Executive Director of the Hemophilia Federation-India (H.F.I.) Ranjit Mookerji blamed the Government of not showing any apparent urgency to address hemophilia. Activists, doctors and parents claim that the little known blood disorder is recognised as being as dangerous as A.I.D.S. and Thalassemia.
Stating the reason for this apparent apathy, Mookerji said: “Because Hemophiliacs are lesser in number in comparison to people suffering from other deadly diseases, the Government has refrained from taking interest in the matter.”
“No budgetary allocations are made for hemophilia. We petitioned the Central Government through the National Human Rights Commission (N.H.R.C.) but it fell on deaf ears,” Mookerji was quoted as saying.
"Hemophilia patients deserve fair treatment from the Government in keeping with the right to life incorporated in Article 21 of the Constitution," said Vinod Khanna, President of the Hemophilia Society of Delhi, who is also a hemophiliac, was quoted as saying by a newspaper.

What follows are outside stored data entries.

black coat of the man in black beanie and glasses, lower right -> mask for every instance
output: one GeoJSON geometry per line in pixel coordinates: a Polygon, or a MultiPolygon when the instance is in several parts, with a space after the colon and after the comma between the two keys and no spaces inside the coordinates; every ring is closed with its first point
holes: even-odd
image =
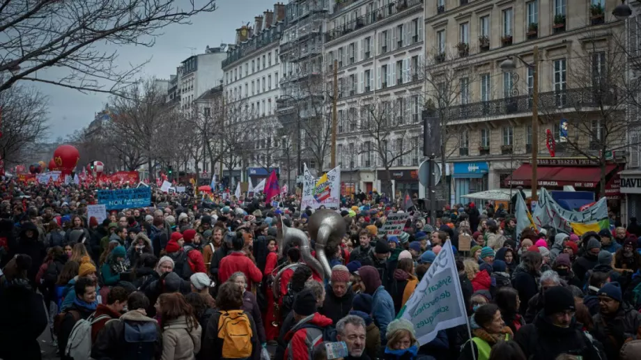
{"type": "Polygon", "coordinates": [[[559,354],[580,355],[584,360],[604,360],[598,341],[591,341],[581,325],[572,320],[570,327],[557,327],[543,314],[536,315],[532,324],[521,327],[514,336],[528,360],[556,359],[559,354]],[[602,355],[601,357],[599,355],[602,355]]]}

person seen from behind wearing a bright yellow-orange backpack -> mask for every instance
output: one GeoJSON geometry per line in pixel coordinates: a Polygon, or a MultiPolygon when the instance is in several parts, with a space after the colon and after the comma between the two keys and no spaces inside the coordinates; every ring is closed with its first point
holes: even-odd
{"type": "Polygon", "coordinates": [[[256,323],[242,307],[242,290],[223,283],[216,297],[218,311],[211,316],[202,341],[201,359],[258,359],[261,343],[256,323]]]}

Most government hospitals do not have stock of the essential blood clotting factor concentrates that has to be administered to the patients immediately so that their lives can be saved. Factor concentrates cost about eight to twelve rupees per unit. In each episode, a Hemophiliac has to be administered at least 250 to 1,000 units twice a day. This is simply out of reach for many people living in poverty or even with modest means.
Apart from administration of factor concentrates, the focus needs to be shifted to early intervention through diagnosis and pre-natal screening, prevention of bleeding episodes, and in the event of bleeding, proper treatment, including surgery and physiotherapy.